Destacado na coluna da última segunda-feira, o Atelier Calegari eternizou um modo de fotografar e um estilo de imagem situada “em algum lugar entre o real e o imaginário”, conforme definido pelo Arquivo Histórico Municipal João Spadari Adami, instituição que guarda boa parte do acervo do fotógrafo Julio Calegari (1886-1938).
Parte de sua trajetória foi destacada no livro O Instante e o Tempo - A Fotografia em Caxias do Sul, 1885-1960, lançado na Festa da Uva de 2016. Consta no texto:
“Diferentemente da maioria dos imigrantes italianos estabelecidos no RS, o destino da família Calegari não foi a agricultura: filhos de Oscar e Rosa Masserini Calegari, Battista, Gualtiero e Guilherme trabalharam como cenógrafos, atores e pintores; Virgílio encontrou na fotografia a sua vocação. Julio também se envolveu em atividades ligadas à arte, quando atuou na companhia de teatro dos irmãos, em Porto Alegre. Fascinado pela fotografia, aprendeu com Virgílio o segredo do olhar fotográfico: observando e estudando, aprendeu a compor ambientes, harmonizar efeitos de luz e sombra, as nuances do retoque e da fotopintura”.

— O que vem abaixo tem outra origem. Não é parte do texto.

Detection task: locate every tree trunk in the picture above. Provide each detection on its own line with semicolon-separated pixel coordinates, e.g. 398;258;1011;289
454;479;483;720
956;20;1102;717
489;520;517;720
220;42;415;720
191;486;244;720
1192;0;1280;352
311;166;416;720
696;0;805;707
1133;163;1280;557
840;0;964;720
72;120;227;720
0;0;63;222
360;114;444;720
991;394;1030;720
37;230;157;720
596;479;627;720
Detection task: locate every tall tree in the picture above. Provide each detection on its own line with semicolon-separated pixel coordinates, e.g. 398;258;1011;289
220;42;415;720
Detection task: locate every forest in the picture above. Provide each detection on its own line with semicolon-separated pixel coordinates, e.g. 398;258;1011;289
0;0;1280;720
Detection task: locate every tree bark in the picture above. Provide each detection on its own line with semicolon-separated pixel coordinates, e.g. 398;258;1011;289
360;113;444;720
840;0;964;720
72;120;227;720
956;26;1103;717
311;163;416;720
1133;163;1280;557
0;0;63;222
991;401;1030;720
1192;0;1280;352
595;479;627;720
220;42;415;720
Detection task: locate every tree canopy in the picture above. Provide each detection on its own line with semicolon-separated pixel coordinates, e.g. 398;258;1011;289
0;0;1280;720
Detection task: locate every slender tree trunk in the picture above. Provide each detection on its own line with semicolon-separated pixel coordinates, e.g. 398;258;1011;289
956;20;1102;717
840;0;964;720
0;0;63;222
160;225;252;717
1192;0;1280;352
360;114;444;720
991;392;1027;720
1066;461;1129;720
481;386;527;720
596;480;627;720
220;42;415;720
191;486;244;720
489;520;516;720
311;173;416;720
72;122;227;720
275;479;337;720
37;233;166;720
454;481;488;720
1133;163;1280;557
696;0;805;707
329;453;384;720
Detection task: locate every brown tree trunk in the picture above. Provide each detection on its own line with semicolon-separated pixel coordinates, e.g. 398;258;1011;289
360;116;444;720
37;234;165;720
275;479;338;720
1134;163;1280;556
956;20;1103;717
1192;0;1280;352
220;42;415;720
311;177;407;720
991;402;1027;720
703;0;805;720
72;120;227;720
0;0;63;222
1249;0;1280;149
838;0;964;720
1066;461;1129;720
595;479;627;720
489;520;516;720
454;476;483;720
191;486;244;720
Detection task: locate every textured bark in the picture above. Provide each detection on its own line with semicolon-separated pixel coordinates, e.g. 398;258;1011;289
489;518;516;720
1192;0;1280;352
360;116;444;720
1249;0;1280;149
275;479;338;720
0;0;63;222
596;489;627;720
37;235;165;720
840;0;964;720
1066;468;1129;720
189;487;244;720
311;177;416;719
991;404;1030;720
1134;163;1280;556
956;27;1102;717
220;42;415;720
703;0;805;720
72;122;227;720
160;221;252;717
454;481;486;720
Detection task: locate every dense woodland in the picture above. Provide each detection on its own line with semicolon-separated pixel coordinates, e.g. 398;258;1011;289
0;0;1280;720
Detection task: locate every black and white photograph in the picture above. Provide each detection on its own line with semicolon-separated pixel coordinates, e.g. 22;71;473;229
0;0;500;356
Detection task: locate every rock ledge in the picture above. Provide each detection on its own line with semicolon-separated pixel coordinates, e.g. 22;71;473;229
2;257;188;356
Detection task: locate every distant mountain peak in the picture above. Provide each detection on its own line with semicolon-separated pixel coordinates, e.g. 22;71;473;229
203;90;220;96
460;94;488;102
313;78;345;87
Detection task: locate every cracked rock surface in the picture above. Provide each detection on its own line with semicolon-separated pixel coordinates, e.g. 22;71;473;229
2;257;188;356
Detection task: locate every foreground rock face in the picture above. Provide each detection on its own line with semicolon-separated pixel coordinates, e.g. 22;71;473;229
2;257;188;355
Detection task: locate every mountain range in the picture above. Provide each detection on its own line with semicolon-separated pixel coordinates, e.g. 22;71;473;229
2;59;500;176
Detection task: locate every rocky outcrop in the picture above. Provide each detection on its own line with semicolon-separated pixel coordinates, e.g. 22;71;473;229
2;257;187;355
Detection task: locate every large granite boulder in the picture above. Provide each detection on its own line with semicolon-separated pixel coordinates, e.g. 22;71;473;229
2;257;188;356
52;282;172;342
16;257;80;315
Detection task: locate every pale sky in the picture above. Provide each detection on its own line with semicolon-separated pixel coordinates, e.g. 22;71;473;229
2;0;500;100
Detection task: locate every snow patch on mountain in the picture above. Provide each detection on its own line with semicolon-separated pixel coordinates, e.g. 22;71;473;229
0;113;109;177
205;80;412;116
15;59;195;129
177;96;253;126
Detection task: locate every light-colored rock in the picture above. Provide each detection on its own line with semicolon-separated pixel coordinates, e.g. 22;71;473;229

Julio trabalhou no atelier de Virgílio até os 24 anos, quando o acaso lhe abriu novos caminhos. Em 1910, os irmãos Calegari apresentaram um espetáculo teatral em Bento Gonçalves. Foi quando Julio cogitou a possibilidade de montar o próprio negócio e assinar suas fotografias. Voltou a Porto Alegre e, com a decisão tomada, abriu o primeiro estúdio em Bento, nas proximidades do Hotel Zanoni, onde estava hospedado.
A família
Enquanto se firmava profissionalmente, Julio casou-se, em 1912, com Anita Zanoni – que foi sua primeira auxiliar. Como a esposa tinha habilidade para a pintura, Julio iniciou-a no retoque de negativos e na fotopintura. Caxias entraria na rota da família na sequência.
“Com perspectiva de ampliar a clientela, a então família Calegari (Julio, Anita e o primogênito Gualtiero) mudou-se para Caxias em 1916. No novo endereço, Julio fez sociedade com Adauto Cruz, e o estúdio “Calegari & Cruz” foi inaugurado em janeiro de 1917. Em 1920, o fotógrafo mudou-se para outro estúdio, quando adotou a denominação “Atelier Calegari” e, em 1925, transferiu-se para um sobrado localizado na então Rua Júlio de Castilhos, 1.604, de onde não mais sairia”.
Julio Calegari faleceu em 30 de outubro de 1938. A esposa Anita e a filha Ligia, ao lado do funcionário Ernesto Troian, deram continuidade ao Atelier Calegari, que funcionou até meados da década de 1950.
Nobreza
A vitrine do Atelier Calegari difundia-o como o espaço dos retratos “artísticos e modernos.” Conforme destacado pela servidora municipal Sonia Storchi Fries no livro “O Instante e o Tempo”, o período de atuação de Calegari em Caxias se insere num contexto de prosperidade econômica, de remodelação urbana com obras viárias, edificações modernas e criação de praças e parques:
“Calegari soube aproveitar essa lacuna, tornando-se o fotógrafo favorito de uma elite ansiosa para ver-se nobremente retratada”.
Luz de Rembrandt
O estúdio de Julio Calegari também foi abordado pelo historiador Anthony Beux Tessari em sua dissertação de mestrado “Retratos Burgueses: Atelier Calegari, Atelier Geremia”, de 2003. Diretor do Instituto Memória Histórica e Cultural (IMHC) da UCS, Tessari destacou a iluminação de inspiração pictórica (“luz de Rembrandt”) de Calegari, além da publicidade em torno do estúdio à época:
"Em 1927, o jornal O Popular noticiava a exposição de uma “belíssima coleção de quadros com retratos da senhorita Zaíra Eberle”, vencedora de um “concurso de formosura”, na “vitrine da alfaiataria Rufino Henriques”. Em 1935, o jornal O Momento noticiava a exposição, no próprio atelier do fotógrafo, de “uma linda fotografia, em quadro emoldurado, do sr. Abramo Eberle”. O quadro media “quase um metro de altura” e já havia sido “admirado por diversas pessoas”."